- Directed by: William Wolbert
- Written by: Waldemar Young (scenario) George C. Hull (short story)
- Produced by: Bluebird Photoplays
- Starring: Monroe Salisbury
- Cinematography: Harry Harris
- Distributed by: Universal Film Manufacturing Company
- Release date: March 17, 1919;
- Running time: 5 reels (approximately 50 minutes)
- Country: United States
- Language: Silent (English intertitles)

= The Light of Victory =

1919 film

The Light of Victory is a 1919 American silent drama film directed by William Wolbert and starring Monroe Salisbury.
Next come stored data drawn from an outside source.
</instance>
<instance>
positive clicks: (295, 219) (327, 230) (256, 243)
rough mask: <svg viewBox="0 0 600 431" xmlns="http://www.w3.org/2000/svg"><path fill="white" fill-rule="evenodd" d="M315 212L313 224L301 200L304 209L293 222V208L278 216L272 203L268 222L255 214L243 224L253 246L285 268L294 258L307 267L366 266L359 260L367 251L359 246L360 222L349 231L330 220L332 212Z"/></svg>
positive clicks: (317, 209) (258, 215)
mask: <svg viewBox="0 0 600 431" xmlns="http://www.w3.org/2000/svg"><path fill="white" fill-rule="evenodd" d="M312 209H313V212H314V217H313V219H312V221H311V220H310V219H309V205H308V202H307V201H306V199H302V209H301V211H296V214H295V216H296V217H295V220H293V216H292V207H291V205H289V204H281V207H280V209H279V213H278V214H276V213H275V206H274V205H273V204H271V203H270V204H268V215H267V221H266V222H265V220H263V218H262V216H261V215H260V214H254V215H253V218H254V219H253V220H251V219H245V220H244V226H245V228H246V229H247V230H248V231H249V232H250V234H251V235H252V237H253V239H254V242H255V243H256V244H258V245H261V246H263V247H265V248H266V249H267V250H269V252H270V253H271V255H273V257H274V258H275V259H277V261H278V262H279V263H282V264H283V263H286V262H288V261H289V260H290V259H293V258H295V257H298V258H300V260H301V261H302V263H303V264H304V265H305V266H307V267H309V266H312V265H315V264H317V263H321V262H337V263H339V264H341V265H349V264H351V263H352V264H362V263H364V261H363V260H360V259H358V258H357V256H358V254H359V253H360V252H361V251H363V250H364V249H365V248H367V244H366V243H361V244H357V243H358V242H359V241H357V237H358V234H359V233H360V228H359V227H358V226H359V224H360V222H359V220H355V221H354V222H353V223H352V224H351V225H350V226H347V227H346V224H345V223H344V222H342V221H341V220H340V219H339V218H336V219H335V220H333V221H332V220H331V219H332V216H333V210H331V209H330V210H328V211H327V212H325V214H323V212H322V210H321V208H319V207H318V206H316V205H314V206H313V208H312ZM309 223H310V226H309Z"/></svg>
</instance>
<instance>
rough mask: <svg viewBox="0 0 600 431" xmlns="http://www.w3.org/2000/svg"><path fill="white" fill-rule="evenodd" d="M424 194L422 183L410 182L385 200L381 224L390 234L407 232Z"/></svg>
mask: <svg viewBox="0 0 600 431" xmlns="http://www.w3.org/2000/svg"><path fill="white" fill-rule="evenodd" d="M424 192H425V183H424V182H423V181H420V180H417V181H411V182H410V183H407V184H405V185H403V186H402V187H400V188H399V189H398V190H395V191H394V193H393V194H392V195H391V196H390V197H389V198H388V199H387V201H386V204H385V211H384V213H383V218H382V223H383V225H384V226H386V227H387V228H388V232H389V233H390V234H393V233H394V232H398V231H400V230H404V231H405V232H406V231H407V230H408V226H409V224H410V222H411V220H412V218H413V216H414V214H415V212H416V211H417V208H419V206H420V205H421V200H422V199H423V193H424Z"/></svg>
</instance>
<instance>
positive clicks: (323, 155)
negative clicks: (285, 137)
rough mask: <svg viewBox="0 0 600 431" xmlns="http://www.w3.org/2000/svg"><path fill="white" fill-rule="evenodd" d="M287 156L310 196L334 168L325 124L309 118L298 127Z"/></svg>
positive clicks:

The screenplay was written by Waldemar Young based on the short story "Breathes There the Man--" by George C. Hull, which was originally printed in Scribner's Magazine in 1917.

==Cast==
- Monroe Salisbury as Lieutenant George Blenton
- Bob Edmond as "Traction Jim" Cripps
- Fred Wilson as Lieutenant Kenwood Cripps
- Andrew Robson as Captain Ned Ravenslee
- Fred Kelsey as Captain Eric von Prohme
- Betty Compson as Jane Ravenslee
- Norval MacGregor as Andy
- Beatrice Dominguez as Lehua
- George Nichols as Otto Schmidt

==Preservation==
The Light of Victory is currently presumed lost. In February of 2021, the film was cited by the National Film Preservation Board on their Lost U.S. Silent Feature Films list.